Festival d’Avignon:
We love Arabs, texte et chorégraphie d’Hillel Kogan.
Un moment rare dans ce festival et un vrai coup de cœur, au sens affectif du terme pour cette création. «J’aimerai partager avec vous quelques questions que je me pose dans mon processus de création, dite danseur israélien au début de spectacle qui interroge la notion d’espace. Espace qu’il va partager avec un danseur arabe Adi Boutrous qui se révèle être chrétien et non pas musulman. Ainsi un premier préjugé s’effondre, d’autres suivront.

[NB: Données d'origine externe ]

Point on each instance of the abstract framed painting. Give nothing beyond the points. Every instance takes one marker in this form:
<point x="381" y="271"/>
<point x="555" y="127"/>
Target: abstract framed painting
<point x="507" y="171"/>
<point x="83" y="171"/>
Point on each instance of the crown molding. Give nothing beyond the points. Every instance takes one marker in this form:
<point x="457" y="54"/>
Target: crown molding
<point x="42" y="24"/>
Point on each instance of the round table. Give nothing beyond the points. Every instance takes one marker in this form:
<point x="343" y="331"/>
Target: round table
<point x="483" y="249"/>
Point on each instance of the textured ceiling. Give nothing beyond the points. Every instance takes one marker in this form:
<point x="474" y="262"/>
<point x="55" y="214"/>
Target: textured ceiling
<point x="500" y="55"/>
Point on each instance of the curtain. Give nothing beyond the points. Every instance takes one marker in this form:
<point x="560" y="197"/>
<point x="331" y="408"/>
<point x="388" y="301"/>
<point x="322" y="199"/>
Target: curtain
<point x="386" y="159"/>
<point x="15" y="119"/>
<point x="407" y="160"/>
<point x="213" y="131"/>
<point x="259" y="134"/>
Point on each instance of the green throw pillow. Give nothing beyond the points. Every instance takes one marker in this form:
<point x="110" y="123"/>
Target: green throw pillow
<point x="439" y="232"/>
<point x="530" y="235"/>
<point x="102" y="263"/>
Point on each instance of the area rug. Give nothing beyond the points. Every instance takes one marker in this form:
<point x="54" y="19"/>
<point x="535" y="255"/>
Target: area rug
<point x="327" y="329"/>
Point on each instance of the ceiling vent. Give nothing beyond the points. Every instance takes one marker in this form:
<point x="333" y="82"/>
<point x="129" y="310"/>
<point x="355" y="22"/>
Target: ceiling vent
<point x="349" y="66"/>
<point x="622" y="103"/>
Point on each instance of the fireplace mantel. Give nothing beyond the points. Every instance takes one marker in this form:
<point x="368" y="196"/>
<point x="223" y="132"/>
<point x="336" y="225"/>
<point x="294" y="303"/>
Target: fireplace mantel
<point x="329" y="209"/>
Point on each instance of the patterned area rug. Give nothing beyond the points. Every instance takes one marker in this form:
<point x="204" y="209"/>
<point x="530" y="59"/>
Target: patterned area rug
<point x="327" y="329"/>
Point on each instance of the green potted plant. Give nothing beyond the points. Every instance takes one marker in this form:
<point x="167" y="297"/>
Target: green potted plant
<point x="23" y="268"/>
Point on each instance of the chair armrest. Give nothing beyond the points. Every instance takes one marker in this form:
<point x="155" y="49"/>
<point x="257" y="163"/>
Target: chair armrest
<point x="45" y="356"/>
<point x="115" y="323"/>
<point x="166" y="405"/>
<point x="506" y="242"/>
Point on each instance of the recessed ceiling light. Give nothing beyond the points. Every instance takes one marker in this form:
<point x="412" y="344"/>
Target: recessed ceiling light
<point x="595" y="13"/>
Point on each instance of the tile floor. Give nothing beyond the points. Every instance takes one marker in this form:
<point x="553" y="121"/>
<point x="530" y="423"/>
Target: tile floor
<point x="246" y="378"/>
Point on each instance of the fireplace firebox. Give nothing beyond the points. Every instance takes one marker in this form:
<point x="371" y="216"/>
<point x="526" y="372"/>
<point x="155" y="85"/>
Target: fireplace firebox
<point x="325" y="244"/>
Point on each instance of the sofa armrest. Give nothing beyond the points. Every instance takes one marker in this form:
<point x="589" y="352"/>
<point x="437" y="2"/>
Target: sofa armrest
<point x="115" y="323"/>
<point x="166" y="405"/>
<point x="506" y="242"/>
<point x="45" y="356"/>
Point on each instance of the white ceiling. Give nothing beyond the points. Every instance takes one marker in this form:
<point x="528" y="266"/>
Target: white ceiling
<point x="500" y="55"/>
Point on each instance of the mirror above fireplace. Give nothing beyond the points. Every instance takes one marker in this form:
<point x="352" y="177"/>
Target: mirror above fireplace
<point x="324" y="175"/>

Il échange des mouvements et des mots avec son partenaire, se questionne sur l’identité et sur le sens d’une chorégraphie: «Ne me montre pas quel danseur tu es, cela ne m’intéresse pas, montre moi quel animal tu es».
Hillel Kogan s’amuse parfois à un jeu verbal humoristique et un peu condescendant avec son partenaire, mais révèle sa vraie nature sensible dans les gestes qu’ils effectuent ensemble. Nous vivons ses doutes et ses hésitations dans cette recherche. L’houmous, plat national israélien et symbole d’une forme de communion, va être utilisé de différentes manières. Un lutte dansée mais amicale de couteaux et de fourchettes précéde un réel moment de grâce et de beauté entre eux et ils s’unissent dans une chorégraphie intense, accompagnée d’un air de musique classique, dans un nuage de fumée.
«Je n’aime pas dit Hillel Hogan, utiliser beaucoup de texte dans mes chorégraphies »mais pour cette pièce, il déroge heureusement à sa règle. Cette création, à la fois légère et profonde, suscite chaque jour l’enthousiasme du public. Vu son succès elle devrait très vite être reprise en France, et ailleurs.